Thursday, June 3, 2021

Therapeutic Truth

Sometimes we believe things because of the process of therapy. If a therapist says "try thinking of your inner life as a bunch of people who take on different roles, see if that helps your problem" (what Internal Family Systems (IFS) therapy is based on), and it does help, you probably won't be absolutely certain that you have a bunch of people who make you up as a community, but your credence in that will rise, and you may trust as though that belief were absolutely true.

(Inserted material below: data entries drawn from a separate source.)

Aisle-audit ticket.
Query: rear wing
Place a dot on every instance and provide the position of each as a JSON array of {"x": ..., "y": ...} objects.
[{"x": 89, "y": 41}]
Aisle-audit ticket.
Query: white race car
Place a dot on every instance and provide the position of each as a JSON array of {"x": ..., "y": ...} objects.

Similarly (though this isn't exactly therapy), if a therapist like Freud says "your religious belief is created by a subconscious mechanism of wish fulfillment" and, when you hear of that, you think "it can't be true, can it? Can it? ... It must...", as though after thinking about it, you see that it is true, and then you lose your belief in God, obviously not founded on faculties aimed at truth-seeking, then that loss of belief can be taken to show that your religious belief was founded in wish fulfillment. (Was it really? Was it only founded in wish fulfillment? You did want it to be true as you would any good thing. Well, since you lost your belief, the therapy worked, so the ideas involved in the therapy must have been true, or "therapeutically true", as much as the notion that there are many people in you because IFS works.)

To be fair (to therapists), beliefs produced through the therapeutic process can be helpful (the goal of therapy), or even true, if the therapist is responsible to the truth.

We tend to believe whoever heals us, whoever changes us, or has decisive psychological power over us (often, whoever abuses us), whether or not they really know what they're talking about.